Representative MIRTH Procedure

(A) The posterobasal left ventricular myocardium (black outline) is accessed directly from the coronary sinus (interrupted blue outline) using a needle catheter (white overlay). (B) An “anchor” guidewire (purple arrow) is advanced through the myocardium into the left ventricular cavity where it is ensnared and externalized (orange arrows). This stabilizes subsequent catheters. (C and D) The MIRTH (Myocardial Intramural Remodeling by Transvenous Tether) “navigation” guidewire with chronic total occlusion (CTO) tip (single black asterisk and inset) is steered around the ventricle, ensheathed by coaxial 0.014-inch (white asterisk) and 0.035-inch (double asterisk) microcatheters and guided by fluoroscopy and electrocardiographic radial depth navigation electrograms.
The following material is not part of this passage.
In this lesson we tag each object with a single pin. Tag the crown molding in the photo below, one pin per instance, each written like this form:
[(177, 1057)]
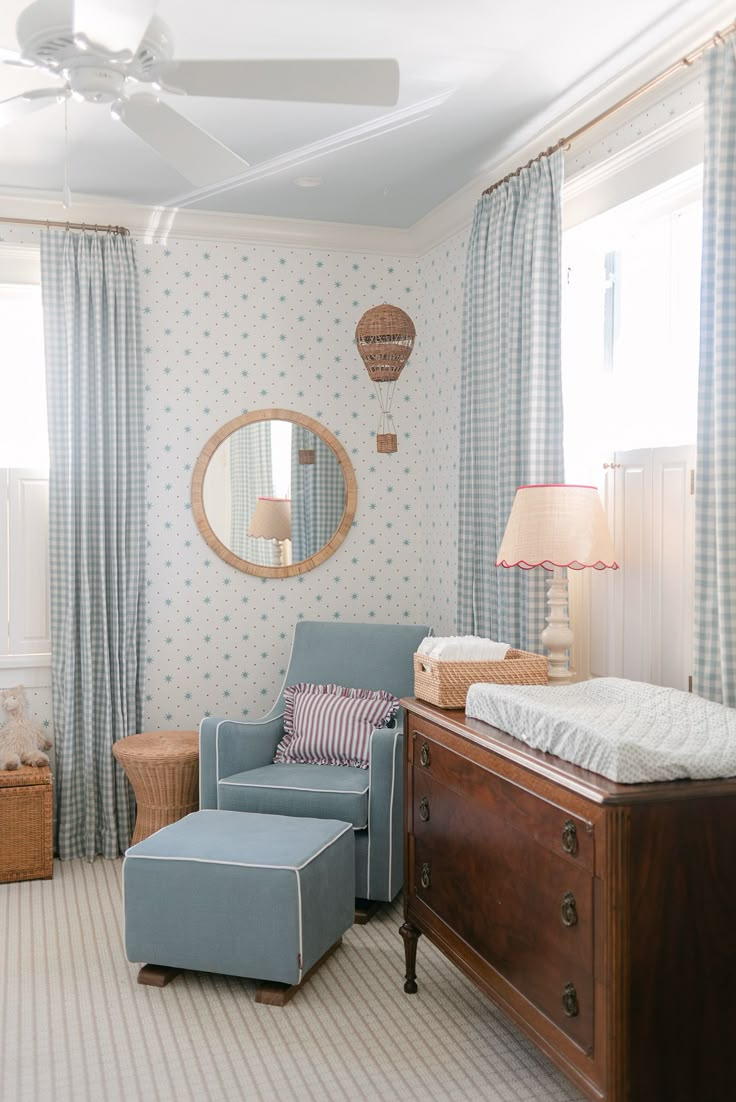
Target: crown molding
[(157, 225)]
Approximate locations of left ventricular (LV) (white dash) and right ventricular (black dash) septal endocardial borders added for orientation. (E) A self-expanding stent retriever (black rectangle) is advanced over the anchor guidewire within the posterior basal myocardium to act as a target and snare for the returning MIRTH navigation guidewire. (F) A completed MIRTH loop within the walls of the left ventricle (green arrows), viewed from apex of the heart, equivalent to a human LAO caudal projection. (G and H) Baseline- and postprocedure LV angiograms of a midventricular-level MIRTH. The traversing guidewire was exchanged for suture and implant and secured and cut with a surgical crimp fastener. Ao = aorta; LAO = left anterior oblique.